Jun se negó a hablar durante un buen rato. Makoto, con una toalla al hombro, apareció en el salón. Honma le lanzó una mirada que decía bien claro: «A tu cuarto». El niño asintió y desapareció tras la esquina.

—Oiga… ¡no estamos discutiendo sobre el argumento de una novela barata! —exclamó Jun, a la defensiva.
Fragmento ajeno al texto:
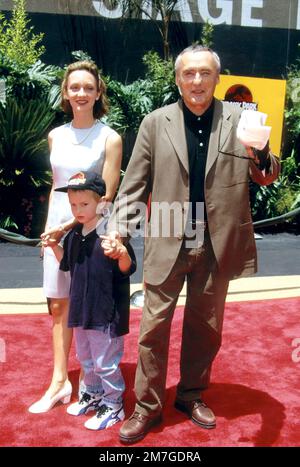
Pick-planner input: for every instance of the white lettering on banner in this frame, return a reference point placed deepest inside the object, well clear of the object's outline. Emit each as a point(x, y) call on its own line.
point(226, 11)
point(184, 11)
point(247, 6)
point(107, 12)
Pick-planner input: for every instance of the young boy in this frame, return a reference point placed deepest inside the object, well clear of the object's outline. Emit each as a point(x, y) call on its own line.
point(99, 301)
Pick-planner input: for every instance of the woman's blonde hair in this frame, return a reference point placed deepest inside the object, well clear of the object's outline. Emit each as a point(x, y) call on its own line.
point(101, 105)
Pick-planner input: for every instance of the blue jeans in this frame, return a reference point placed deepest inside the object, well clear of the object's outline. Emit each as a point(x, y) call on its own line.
point(99, 355)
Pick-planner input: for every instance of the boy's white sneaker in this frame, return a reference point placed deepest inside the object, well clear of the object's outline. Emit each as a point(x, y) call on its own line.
point(105, 417)
point(86, 403)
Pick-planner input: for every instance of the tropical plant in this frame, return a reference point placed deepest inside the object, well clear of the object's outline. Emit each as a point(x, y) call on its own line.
point(281, 196)
point(207, 34)
point(18, 42)
point(23, 162)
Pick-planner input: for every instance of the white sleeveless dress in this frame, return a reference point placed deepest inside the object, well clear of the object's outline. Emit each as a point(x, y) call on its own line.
point(73, 150)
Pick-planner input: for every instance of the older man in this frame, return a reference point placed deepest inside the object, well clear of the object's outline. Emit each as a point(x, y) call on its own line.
point(188, 154)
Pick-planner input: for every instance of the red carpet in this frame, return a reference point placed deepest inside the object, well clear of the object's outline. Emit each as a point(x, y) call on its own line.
point(254, 392)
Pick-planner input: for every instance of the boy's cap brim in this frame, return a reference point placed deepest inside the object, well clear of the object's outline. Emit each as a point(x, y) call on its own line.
point(85, 181)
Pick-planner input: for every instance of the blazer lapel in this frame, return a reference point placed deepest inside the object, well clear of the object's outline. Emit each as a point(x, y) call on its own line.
point(176, 133)
point(221, 127)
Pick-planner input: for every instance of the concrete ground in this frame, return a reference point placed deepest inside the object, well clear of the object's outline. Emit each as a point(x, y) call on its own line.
point(278, 275)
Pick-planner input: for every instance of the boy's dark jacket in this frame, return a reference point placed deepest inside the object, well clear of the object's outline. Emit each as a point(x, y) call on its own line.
point(98, 296)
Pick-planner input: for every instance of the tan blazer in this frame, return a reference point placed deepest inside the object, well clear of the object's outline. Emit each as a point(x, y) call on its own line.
point(159, 165)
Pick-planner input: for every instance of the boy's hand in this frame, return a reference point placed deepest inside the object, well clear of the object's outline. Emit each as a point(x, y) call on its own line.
point(48, 241)
point(53, 235)
point(112, 245)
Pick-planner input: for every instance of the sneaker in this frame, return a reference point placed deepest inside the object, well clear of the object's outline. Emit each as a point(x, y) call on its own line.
point(86, 403)
point(105, 417)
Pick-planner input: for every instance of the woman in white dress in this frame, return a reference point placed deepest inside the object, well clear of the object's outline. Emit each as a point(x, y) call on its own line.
point(83, 144)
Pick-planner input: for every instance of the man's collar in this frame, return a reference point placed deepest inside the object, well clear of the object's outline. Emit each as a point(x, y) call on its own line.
point(194, 119)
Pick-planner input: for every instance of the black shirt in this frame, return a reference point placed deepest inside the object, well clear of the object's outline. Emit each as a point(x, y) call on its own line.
point(197, 131)
point(99, 292)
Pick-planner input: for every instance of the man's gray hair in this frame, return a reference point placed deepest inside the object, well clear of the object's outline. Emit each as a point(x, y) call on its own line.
point(198, 48)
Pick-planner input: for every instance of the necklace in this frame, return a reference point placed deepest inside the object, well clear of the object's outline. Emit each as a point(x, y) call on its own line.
point(82, 131)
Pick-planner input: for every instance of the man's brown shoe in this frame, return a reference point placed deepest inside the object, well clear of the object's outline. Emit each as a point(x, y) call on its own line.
point(136, 427)
point(198, 412)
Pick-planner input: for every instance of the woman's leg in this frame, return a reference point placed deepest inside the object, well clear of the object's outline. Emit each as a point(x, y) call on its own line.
point(61, 339)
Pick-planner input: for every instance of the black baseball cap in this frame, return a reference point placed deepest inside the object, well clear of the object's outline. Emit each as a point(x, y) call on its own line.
point(85, 181)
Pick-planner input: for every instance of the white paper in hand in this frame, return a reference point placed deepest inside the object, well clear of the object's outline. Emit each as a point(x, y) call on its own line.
point(251, 130)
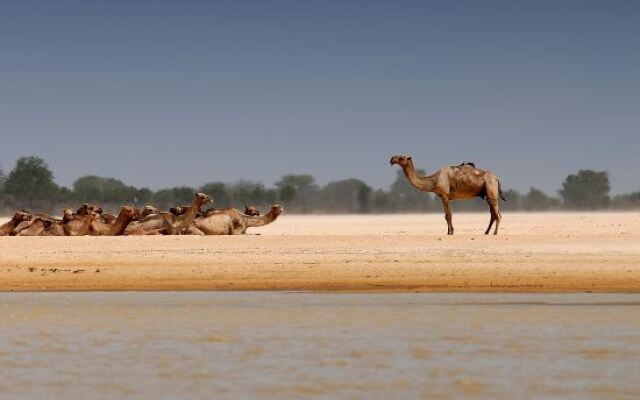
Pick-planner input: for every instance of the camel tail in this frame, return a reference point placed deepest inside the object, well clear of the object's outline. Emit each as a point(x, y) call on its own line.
point(500, 191)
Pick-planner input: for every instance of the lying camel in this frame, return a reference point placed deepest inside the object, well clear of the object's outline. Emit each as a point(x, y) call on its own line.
point(148, 210)
point(166, 222)
point(463, 181)
point(215, 221)
point(8, 227)
point(251, 210)
point(70, 225)
point(100, 228)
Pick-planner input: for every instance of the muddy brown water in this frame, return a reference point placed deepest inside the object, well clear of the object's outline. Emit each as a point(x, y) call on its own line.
point(167, 345)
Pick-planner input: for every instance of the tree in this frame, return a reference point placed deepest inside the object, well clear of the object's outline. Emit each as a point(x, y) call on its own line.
point(3, 179)
point(219, 192)
point(176, 196)
point(586, 190)
point(536, 199)
point(108, 190)
point(31, 182)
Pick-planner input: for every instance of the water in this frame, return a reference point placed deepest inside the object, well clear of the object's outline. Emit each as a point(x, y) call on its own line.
point(166, 345)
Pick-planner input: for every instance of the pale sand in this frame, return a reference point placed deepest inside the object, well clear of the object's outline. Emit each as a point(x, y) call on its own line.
point(533, 253)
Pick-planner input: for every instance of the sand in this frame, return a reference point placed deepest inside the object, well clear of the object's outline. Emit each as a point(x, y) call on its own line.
point(540, 252)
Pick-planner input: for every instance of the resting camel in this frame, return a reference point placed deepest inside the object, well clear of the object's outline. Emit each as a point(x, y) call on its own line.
point(148, 210)
point(70, 225)
point(8, 227)
point(100, 228)
point(168, 223)
point(215, 221)
point(253, 211)
point(463, 181)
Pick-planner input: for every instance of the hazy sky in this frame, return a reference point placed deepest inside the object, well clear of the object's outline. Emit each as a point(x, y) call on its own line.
point(165, 93)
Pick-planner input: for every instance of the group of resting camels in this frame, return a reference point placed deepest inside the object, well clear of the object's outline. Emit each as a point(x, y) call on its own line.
point(463, 181)
point(181, 220)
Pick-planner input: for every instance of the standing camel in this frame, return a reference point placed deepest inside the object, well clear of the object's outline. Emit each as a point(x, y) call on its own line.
point(463, 181)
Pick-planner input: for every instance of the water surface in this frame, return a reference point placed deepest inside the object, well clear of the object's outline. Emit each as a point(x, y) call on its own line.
point(165, 345)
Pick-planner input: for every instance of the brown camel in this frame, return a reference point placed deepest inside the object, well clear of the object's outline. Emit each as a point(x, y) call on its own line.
point(166, 222)
point(463, 181)
point(148, 210)
point(251, 210)
point(213, 222)
point(8, 227)
point(70, 225)
point(100, 228)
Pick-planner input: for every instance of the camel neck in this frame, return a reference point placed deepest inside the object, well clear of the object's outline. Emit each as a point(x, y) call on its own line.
point(120, 225)
point(422, 183)
point(262, 219)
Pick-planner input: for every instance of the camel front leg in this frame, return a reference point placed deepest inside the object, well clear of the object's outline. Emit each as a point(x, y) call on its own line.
point(498, 217)
point(493, 218)
point(447, 215)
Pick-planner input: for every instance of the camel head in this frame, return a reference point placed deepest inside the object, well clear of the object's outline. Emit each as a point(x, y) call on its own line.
point(253, 211)
point(87, 208)
point(20, 216)
point(178, 210)
point(137, 213)
point(277, 209)
point(147, 210)
point(401, 160)
point(203, 198)
point(129, 212)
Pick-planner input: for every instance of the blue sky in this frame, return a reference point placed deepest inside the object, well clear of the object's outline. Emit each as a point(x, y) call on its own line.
point(167, 93)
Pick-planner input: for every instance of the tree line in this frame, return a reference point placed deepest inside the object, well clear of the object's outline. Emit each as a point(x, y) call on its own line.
point(30, 184)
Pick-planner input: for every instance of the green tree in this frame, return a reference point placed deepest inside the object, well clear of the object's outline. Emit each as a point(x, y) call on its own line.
point(31, 183)
point(587, 189)
point(104, 190)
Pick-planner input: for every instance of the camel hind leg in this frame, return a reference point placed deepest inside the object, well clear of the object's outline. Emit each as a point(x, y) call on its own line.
point(493, 218)
point(495, 215)
point(447, 215)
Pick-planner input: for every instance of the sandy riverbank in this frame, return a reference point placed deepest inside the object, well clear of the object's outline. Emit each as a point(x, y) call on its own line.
point(534, 252)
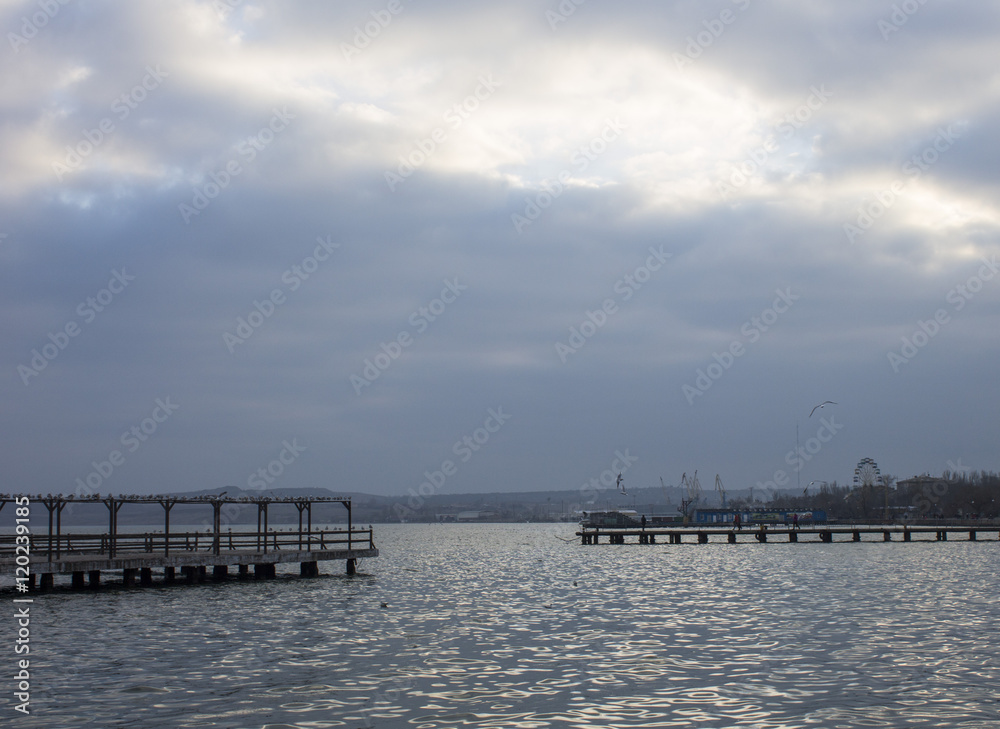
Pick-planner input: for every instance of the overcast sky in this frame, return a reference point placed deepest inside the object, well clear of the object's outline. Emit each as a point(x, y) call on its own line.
point(331, 240)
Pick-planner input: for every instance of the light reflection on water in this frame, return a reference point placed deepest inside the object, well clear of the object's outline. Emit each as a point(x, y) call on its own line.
point(506, 626)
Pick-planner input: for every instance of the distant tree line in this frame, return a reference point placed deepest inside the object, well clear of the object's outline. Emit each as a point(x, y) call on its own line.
point(972, 494)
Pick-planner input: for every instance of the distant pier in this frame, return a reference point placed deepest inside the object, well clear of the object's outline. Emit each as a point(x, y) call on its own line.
point(756, 534)
point(187, 557)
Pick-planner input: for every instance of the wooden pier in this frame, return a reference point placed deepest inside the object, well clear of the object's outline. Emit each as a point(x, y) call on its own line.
point(814, 533)
point(87, 556)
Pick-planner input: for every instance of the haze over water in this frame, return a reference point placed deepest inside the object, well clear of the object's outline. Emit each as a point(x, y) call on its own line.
point(501, 626)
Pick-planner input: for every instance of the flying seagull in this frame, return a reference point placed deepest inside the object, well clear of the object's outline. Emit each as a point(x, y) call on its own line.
point(821, 405)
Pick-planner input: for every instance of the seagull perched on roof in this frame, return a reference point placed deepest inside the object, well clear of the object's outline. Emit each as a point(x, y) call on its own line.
point(821, 405)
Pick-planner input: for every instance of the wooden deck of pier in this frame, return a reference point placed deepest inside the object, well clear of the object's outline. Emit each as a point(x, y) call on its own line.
point(136, 555)
point(813, 533)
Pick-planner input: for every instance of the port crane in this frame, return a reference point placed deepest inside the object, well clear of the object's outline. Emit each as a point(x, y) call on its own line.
point(692, 489)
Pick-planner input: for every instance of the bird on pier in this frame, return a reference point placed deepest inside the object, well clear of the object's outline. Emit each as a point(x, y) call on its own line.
point(821, 405)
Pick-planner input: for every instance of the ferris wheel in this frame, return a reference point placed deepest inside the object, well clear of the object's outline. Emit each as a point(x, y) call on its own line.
point(867, 474)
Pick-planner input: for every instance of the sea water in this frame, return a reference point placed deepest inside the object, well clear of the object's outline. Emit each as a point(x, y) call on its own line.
point(512, 626)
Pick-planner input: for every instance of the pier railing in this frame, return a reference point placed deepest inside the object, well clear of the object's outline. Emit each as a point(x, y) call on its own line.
point(67, 545)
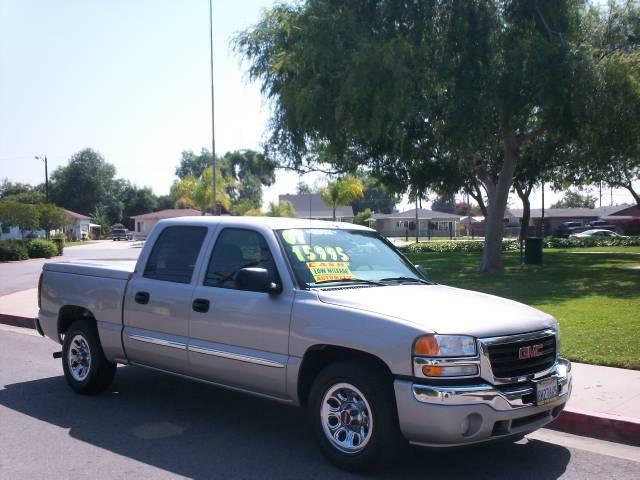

—Bien. Repito, ¿algún motivo en concreto? ¿Te mandó alguna carta?

Jun negó con la cabeza.

—No, no dejó nada. Sólo sé lo que he llegado a averiguar tras encajar algunas piezas. Y por cierto, no las de una historia completa, ni mucho menos.

—¿Qué tienes, entonces? —Las palabras de Honma fueron más un suspiro que una pregunta.

Jun empezó a soltarlo todo. La historia salía precipitadamente de sus labios.

—El día de Año Nuevo, nos fuimos de compras. La compañía había puesto a nuestra disposición una casita modesta, y decidimos mudarnos. Salimos a comprar muebles, cortinas y demás.

—Continúa.

—En fin, hecho esto, aprovechamos para ir a ver algo de ropa y ella se compró un jersey. Estaba a punto de pagar en efectivo, cuando se dio cuenta de que no tenía suficiente dinero. —Jun hizo una pausa y se quedó mirando el techo—. Al final fui yo quien pagó el jersey, tal y como había pretendido desde el principio. Fue así como descubrí que Shoko no era titular de ninguna tarjeta de crédito, lo que me dejó algo atónito. Resulta que el banco para el que trabajo acaba de abrir un servicio crediticio y, por supuesto, nos exige cumplir una cuota de clientes nuevos. Pero no me gusta mezclar el negocio con cuestiones privadas, así que no le iba a vender la moto para que se abriera una cuenta de crédito. Ni a ella, ni a ninguno de mis amigos, de hecho.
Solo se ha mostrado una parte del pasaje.